A new study finds that fly ash—particles left over from burning coal—make up between 37 and 72 percent of all particulate organic carbon carried by the Yangtze River in China, or around 200,000 to 400,000 tons of carbon per year.

The study, which is the first of its kind, shows just how big an impact fossil fuel consumption has on Earth. Beyond pumping carbon dioxide into the atmosphere, coal burning dumps about as much particulate carbon into the Yangtze River as natural processes do.

The findings were published in the Proceedings of the National Academy of Sciences (PNAS) on May 17.

"About one-fifth of the world's coal consumption occurs along this river," says Gen Li, postdoctoral scholar research associate at Caltech and lead author of the PNAS paper. "We knew that would have an impact on the river; we just had no idea how big an impact it would be."

The study, which is the first of its kind, shows just how big an impact fossil fuel consumption has on Earth

The Yangtze River is the third largest river in the world, cutting east across central China from the Tibetan plateau to the sea at Shanghai. China is the world's largest consumer of coal today, burning 2,500 megatons of coal in 2008, when the samples for this study were collected, and over 4,000 megatons of coal in 2020. (Although the total amount of coal burned in China increased from 2008 to 2020, the country also improved its regulation, recollection, and storage of fly ash over that period; now, approximately 80 percent is immediately retrieved.)

Coal fly ash is the unreactive particulate byproduct of burning coal—the fine grains that do not burn but rather become sooty smoke. Those particles, composed of minerals and fossilized particulate organic carbon on the same scale as silt or clay particles, are dangerous when inhaled but are also heavy and settle out of the air.

Most of it is captured for use in industry as an additive to cements and concretes, in which it improves workability as well as overall strength. It is also used in agriculture as a fertilizer. However, a portion of it escapes capture, ultimately collecting in rivers and washing downstream with the normal sediment that erodes out of riverbeds.

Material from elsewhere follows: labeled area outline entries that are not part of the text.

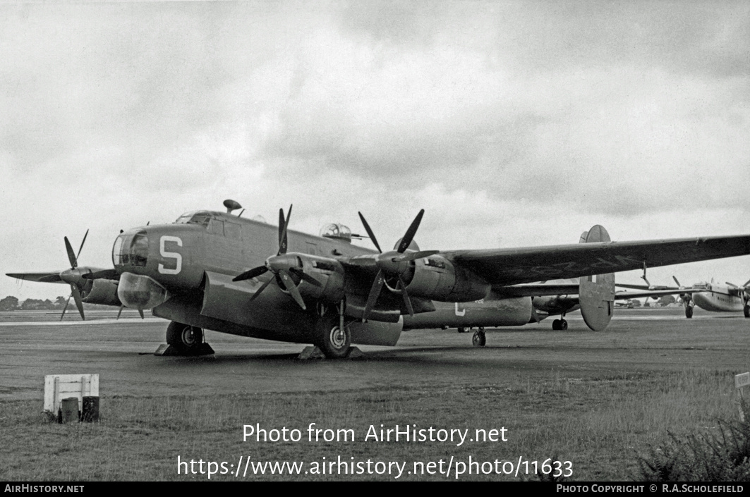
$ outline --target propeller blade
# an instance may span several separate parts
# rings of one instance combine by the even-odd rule
[[[263,273],[268,270],[266,266],[258,266],[257,268],[253,268],[248,271],[244,271],[241,274],[238,274],[235,277],[232,278],[232,281],[242,281],[242,280],[250,280],[254,278],[256,276],[260,276]]]
[[[404,261],[416,261],[418,259],[423,259],[424,257],[429,257],[430,256],[434,256],[436,253],[440,252],[440,250],[420,250],[418,252],[409,252],[403,256],[394,257],[393,262],[403,262]]]
[[[83,249],[83,244],[86,242],[86,237],[88,236],[88,230],[86,230],[86,234],[83,235],[83,240],[81,241],[81,246],[78,247],[78,253],[76,255],[76,260],[78,260],[78,257],[81,255],[81,250]]]
[[[254,300],[255,300],[255,298],[257,297],[258,295],[260,295],[260,292],[262,292],[263,290],[265,290],[266,287],[268,286],[268,285],[270,285],[271,282],[273,281],[273,280],[274,280],[273,278],[268,278],[268,281],[266,281],[265,283],[263,283],[262,285],[261,285],[260,288],[258,289],[258,291],[256,292],[255,293],[254,293],[253,296],[250,297],[250,300],[248,301],[248,302],[252,302]]]
[[[78,287],[75,285],[71,284],[70,289],[73,290],[73,300],[76,301],[76,307],[78,307],[78,312],[81,315],[81,319],[86,321],[86,318],[83,316],[83,302],[81,301],[81,292],[78,291]]]
[[[367,321],[368,316],[370,316],[370,311],[375,307],[375,303],[377,302],[377,298],[380,296],[380,290],[382,289],[382,286],[385,283],[386,280],[383,277],[382,270],[381,269],[378,271],[377,276],[375,277],[373,286],[370,289],[370,295],[368,295],[368,302],[364,304],[364,310],[362,312],[362,322]]]
[[[310,285],[314,285],[315,286],[322,286],[322,284],[320,281],[306,274],[302,269],[298,269],[297,268],[290,268],[289,270],[298,276],[301,279],[307,281]]]
[[[282,253],[286,253],[286,228],[289,226],[289,218],[292,217],[292,205],[290,204],[289,206],[289,211],[286,213],[286,220],[284,222],[284,229],[280,229],[281,223],[280,221],[284,220],[284,211],[279,209],[279,251],[277,256],[280,256]]]
[[[70,262],[70,268],[75,269],[78,267],[78,261],[76,259],[76,254],[73,252],[73,247],[70,247],[70,242],[68,241],[68,237],[65,237],[65,250],[68,252],[68,260]]]
[[[404,303],[406,306],[406,310],[409,311],[410,316],[414,317],[414,307],[412,307],[412,301],[409,299],[409,294],[406,293],[406,286],[404,283],[400,274],[398,275],[398,284],[401,286],[401,295],[404,296]]]
[[[373,244],[375,245],[375,248],[377,249],[378,252],[382,253],[382,250],[380,250],[380,245],[377,243],[377,238],[375,238],[375,234],[373,233],[373,230],[370,229],[370,225],[368,224],[368,222],[364,220],[364,216],[363,216],[362,213],[358,211],[357,211],[357,214],[359,214],[359,219],[362,221],[362,226],[364,226],[364,231],[368,232],[368,235],[370,236],[370,239],[373,241]]]
[[[304,306],[304,301],[302,300],[302,295],[299,295],[299,290],[297,289],[297,286],[294,284],[294,280],[292,279],[292,275],[290,274],[284,269],[279,270],[279,275],[281,277],[281,281],[284,282],[284,286],[286,287],[286,290],[292,294],[292,297],[299,307],[303,310],[307,310],[308,308]]]
[[[68,300],[65,301],[65,307],[62,308],[62,314],[60,315],[60,321],[62,321],[62,319],[65,317],[65,311],[68,310],[68,304],[70,303],[70,297],[72,296],[73,294],[71,293],[68,296]]]
[[[401,238],[401,243],[398,244],[398,249],[396,250],[398,253],[404,253],[404,250],[409,248],[409,246],[412,244],[412,240],[414,239],[414,235],[417,233],[417,229],[419,228],[419,223],[422,223],[422,217],[424,215],[424,209],[419,211],[417,217],[414,218],[412,221],[411,226],[409,226],[409,229],[406,230],[406,234],[404,238]]]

"This is a new angle for carbon emissions that we haven't tracked before," says Woodward Fischer, professor of geobiology and co-author of the PNAS paper. "The fact that human processes are producing about as much as natural processes in this region shows just how much of a problem this is."

Next, the team plans to continue to examine the role of coal fly ash in other large river basins near dense populations—for example, the Mississippi River. Meanwhile, the researchers will study sediment cores taken offshore from the Yangtze River outflow to see if they can identify coal fly ash there.

"We're just beginning to appreciate how rivers are massive conduits for carbon at the earth surface," Fischer says. "By studying them further, we can quantify, evaluate, and, with future planning, potentially mitigate inimical human impacts on the carbon cycle."

The paper is titled "Coal fly ash is a major carbon flux in the Chang Jiang (Yangtze River) basin." Caltech co-authors include Michael Lamb, professor of geology, and Xingchen (Tony) Wang, formerly a postdoctoral researcher at Caltech and now an assistant professor at Boston College. Other co-authors are A. Joshua West of USC; Valier Galy of Woods Hole Oceanographic Institute in Massachusetts; Hongrui Qiu of Rice University in Texas; and Ting Zhang, Shilei Li, Gaojun Li, Liang Zhao, Jun Chen, and Junfeng Ji of Nanjing University in China. This research was funded by the National Key R&D Program of China; Caltech Geology Option Postdoctoral Fellowship; Foster and Coco Stanback; Caltech's Terrestrial Hazard Observation and Reporting Center; and the Resnick Sustainability Institute.